Exporting documents as CSV files

When you configure options for exporting documents in the administration console, a wizard helps you specify information for exporting documents as comma-separated value (CSV) files.

About this task

You can import the exported CSV files into spreadsheet applications, such as Lotus® Symphony® and Microsoft Excel, to create statistical reports. In addition, the documents are exported as if they were star-schema tables, which means you can load the files into a relational database and then use a business intelligence application to analyze the data along with other structured data.

If you use IBM® Cognos® Business Intelligence and plan to export documents so that you can generate reports or do additional analysis through a relational database, you must set up the integration between Watson Explorer Content Analytics and IBM Cognos BI before you run the wizard.

Procedure

To export documents as CSV files:

  1. On the Collections view, expand the collection that you want to configure.
    • To export crawled or analyzed documents, check the Parse and Index pane and ensure that the parse and index process is running. Click the icon to export document content and metadata.
    • To export searched documents, expand the Search pane for an enterprise search collection or Analytics pane for a content analytics collection. Click the icon to configure settings for exporting documents from search results.
  2. Click Export documents as CSV files, and then click Configure to start the export wizard. If you previously ran the wizard, the path that you specified for where the CSV files are to be created is displayed.
  3. Specify the fields to export and how you want to export them. By default, the ID, Document ID (URI), and Document Date are exported as one CSV file, which as the named doc_fact.csv. The ID is an automatically assigned number that is unique for each document export. This means that the ID is changed each time that the document is exported.

    For crawled documents, all native fields that are mapped to index fields in this collection can be exported. For example, if a column in a database table is named LSTNAME, and it is mapped to an index field named lastname, then LSTNAME is listed on this page.

    For analyzed or searched documents, only fields that have been marked as Returnable can be exported.

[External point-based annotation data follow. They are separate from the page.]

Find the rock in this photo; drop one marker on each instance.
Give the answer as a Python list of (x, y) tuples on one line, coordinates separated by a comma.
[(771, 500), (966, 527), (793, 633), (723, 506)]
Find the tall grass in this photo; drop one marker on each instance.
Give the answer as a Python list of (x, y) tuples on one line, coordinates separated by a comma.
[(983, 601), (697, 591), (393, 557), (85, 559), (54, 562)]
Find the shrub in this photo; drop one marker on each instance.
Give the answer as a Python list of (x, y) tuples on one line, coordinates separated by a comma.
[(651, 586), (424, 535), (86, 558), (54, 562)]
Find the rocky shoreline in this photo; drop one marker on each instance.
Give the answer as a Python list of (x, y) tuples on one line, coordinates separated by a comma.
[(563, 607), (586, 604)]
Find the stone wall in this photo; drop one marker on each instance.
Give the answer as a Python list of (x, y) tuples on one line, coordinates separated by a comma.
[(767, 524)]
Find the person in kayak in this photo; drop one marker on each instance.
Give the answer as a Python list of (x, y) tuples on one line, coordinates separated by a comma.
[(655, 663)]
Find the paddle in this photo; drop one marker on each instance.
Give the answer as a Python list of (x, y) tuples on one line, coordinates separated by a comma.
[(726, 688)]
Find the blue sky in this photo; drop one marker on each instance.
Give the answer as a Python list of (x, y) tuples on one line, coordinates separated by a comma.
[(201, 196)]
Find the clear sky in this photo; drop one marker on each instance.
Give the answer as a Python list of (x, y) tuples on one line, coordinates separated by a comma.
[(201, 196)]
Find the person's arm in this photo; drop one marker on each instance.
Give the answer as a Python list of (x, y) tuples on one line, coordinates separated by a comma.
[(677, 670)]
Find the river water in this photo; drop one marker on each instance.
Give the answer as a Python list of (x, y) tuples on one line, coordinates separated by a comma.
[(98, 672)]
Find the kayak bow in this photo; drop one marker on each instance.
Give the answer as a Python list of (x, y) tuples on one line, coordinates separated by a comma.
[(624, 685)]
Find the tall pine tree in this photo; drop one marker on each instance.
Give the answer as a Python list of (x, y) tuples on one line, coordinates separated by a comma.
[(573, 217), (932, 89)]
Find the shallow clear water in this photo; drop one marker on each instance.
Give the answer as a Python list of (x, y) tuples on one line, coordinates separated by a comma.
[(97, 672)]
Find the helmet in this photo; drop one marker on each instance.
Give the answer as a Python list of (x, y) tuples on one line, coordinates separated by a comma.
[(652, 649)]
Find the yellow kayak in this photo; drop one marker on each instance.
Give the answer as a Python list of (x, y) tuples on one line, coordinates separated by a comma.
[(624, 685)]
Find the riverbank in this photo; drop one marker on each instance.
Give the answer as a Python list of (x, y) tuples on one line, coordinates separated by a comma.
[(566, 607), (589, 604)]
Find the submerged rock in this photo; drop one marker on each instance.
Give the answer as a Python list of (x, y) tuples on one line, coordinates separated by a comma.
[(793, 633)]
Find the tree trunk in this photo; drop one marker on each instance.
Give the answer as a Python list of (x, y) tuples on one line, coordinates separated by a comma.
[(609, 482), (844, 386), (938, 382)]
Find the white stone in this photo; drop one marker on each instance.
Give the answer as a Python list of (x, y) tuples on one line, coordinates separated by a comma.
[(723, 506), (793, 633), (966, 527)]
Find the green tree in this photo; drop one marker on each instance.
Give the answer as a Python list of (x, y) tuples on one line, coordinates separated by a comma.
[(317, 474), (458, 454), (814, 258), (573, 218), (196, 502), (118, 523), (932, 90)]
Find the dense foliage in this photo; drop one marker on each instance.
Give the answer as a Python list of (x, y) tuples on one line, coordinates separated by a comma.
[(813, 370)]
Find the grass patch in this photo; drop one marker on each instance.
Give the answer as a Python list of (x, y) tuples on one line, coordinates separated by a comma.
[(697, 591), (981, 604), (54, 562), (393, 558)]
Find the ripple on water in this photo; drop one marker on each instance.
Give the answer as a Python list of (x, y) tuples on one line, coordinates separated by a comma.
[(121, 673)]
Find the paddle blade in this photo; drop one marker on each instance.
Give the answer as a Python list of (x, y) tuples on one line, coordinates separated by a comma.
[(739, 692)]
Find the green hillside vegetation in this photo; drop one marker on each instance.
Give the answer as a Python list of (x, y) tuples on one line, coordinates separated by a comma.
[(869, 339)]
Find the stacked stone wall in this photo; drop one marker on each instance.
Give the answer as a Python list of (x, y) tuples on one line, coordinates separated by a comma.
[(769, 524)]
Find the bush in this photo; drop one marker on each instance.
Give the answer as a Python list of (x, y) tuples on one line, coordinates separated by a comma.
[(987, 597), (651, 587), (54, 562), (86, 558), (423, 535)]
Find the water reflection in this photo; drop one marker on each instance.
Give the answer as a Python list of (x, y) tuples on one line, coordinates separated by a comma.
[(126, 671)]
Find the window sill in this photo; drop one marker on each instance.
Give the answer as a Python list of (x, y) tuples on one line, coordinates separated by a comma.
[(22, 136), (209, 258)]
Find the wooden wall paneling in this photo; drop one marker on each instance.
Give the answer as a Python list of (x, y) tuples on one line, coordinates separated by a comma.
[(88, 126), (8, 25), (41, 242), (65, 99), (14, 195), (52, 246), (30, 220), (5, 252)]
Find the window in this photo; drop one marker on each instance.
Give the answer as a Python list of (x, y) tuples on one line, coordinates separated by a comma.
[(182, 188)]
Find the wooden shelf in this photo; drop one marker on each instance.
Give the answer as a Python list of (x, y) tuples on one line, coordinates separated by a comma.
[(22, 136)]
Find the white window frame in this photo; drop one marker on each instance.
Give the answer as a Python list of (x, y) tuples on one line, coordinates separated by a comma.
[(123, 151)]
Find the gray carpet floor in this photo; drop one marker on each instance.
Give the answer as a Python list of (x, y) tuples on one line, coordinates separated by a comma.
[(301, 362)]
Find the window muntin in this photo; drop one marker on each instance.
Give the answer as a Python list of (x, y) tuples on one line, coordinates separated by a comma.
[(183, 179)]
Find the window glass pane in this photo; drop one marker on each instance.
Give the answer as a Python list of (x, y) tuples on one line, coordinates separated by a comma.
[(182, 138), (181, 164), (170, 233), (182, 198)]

    Configure the following options for exporting fields:

    Do not export
    Specifies that the field will not be exported when the documents are exported.
    A column for document fact table
    Exports the field as an additional column of the doc_fact.csv file. For example, if the option for __$FileName$__ is selected, the doc_fact.csv file will include the ID, Document ID, Document Date, and file name of the document. An example of the content in the doc_fact.csv file is:
    1,file:///C:data/xml/apple.xml,1199186392296,apple.xml
    2,file:///C:data/xml/banana.xml,1199272792171,banana.xml
    3,file:///C:data/xml/citrus.xml,1199272792218,citrus.xml
    A table for dimension
    Exports the field as a separate CSV file. For example, filesize.csv is created in addition to the doc_fact.csv file. If you change file name that is suggested by the wizard, ensure that you specify a unique name. You cannot have two CSV files with the same name.
    The generated CSV file includes the ID of the associated document and the value of the field. For example, the filesize.csv file might be:
    1,100
    2,125
    3,98
    IDs in a CSV file are unique, but they are not sorted. In this example, this means that the document that has the ID 1 in the doc_fact.csv file has the __$FileSize$__ field and the value if the field is 100.
    If you select the A document can have more than one value for this field check box, another CSV file is generated that has the suffix _brg. Select this check if there are more than one field with the same name in the document. For example, there are two component field instances in this document:
    URI: file:///C:data/carrepair/001.xml
    date:1199186392296
    title:repair history
    customer:00001
    component:shaft
    component:tire
    If you export the component field to the component.csv file and select this check box, the component_brg.csv file is also created and it contains relationships between the doc_fact.csv file and the component.csv file. Examples of the content in these files are:
    doc_fact.csv
    1,file:///C:data/carrepair/001.xml,1199186392296
    
    component_brg.csv
    1,1
    1,2
    
    component.csv
    1,shaft
    2,tire
  4. If you are configuring export options for analyzed documents or searched documents, specify the facets that you want to export.
    Configure the following options for exporting fields:
    Do not export
    Specifies that the facet will not be exported when the documents are exported.
    A table for a dimension
    Exports all subfacets of the facet into one CSV file. If you change file name that is suggested by the wizard, ensure that you specify a unique name. You cannot have two CSV files with the same name.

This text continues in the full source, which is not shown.